For Any Distribution, What Is the Z-score Corresponding to the Mean?

Given any information value, we tin can identify how far that data value is away from the mean, only by doing a subtraction x – μ . This value volition be positive if your data value lies above (to the right) of the mean, and negative if information technology lies beneath (to the left) of the mean.

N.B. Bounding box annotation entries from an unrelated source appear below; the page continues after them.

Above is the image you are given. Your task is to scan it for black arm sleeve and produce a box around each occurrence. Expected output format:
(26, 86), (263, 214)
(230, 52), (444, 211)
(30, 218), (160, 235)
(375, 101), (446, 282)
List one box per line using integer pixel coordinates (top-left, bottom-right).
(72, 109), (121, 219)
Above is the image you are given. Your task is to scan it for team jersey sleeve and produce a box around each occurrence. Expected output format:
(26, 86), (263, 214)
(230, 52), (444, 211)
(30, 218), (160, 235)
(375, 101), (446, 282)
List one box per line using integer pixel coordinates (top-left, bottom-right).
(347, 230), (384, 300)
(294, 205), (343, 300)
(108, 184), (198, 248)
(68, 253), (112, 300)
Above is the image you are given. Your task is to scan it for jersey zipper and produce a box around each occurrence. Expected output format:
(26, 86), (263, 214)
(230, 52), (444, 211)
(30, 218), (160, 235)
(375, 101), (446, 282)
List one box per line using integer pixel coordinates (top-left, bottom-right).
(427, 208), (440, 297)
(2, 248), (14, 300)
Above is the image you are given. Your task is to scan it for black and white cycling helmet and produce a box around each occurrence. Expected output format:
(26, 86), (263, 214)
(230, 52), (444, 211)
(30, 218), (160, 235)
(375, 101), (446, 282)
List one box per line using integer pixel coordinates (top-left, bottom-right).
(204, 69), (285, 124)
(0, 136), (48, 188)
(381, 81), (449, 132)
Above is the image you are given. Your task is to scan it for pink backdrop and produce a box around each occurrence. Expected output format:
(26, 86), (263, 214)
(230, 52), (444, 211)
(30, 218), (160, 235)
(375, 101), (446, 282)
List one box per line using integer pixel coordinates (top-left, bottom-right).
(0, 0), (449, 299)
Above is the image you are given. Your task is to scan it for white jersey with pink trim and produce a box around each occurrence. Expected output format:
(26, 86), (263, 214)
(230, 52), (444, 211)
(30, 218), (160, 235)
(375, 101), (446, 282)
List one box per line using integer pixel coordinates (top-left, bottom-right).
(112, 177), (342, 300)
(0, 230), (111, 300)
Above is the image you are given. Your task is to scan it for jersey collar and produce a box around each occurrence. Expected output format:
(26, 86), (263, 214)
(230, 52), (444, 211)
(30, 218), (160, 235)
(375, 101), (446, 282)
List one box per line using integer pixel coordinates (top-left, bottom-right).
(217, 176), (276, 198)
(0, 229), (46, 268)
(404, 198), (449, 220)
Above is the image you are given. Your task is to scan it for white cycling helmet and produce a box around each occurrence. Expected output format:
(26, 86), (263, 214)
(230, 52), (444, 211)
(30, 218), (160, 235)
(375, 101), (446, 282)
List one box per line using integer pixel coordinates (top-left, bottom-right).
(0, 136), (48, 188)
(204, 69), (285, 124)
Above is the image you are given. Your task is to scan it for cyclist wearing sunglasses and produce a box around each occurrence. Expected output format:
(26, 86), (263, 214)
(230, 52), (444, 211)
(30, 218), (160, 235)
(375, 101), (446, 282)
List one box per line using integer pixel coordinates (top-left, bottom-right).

But what we'd really like to know is, relative to the spread of our information set, how far is x from μ ? Call up that the standard deviation σ gives the states a measure of how spread out our entire set of individual data values is.

The z-score for any single data value tin exist constitute by the formula (in English):

or with symbols (as seen earlier!):

Obviously a z-score will be positive if the information value lies above (to the correct) of the mean, and negative if the data value lies below (to the left) of the mean.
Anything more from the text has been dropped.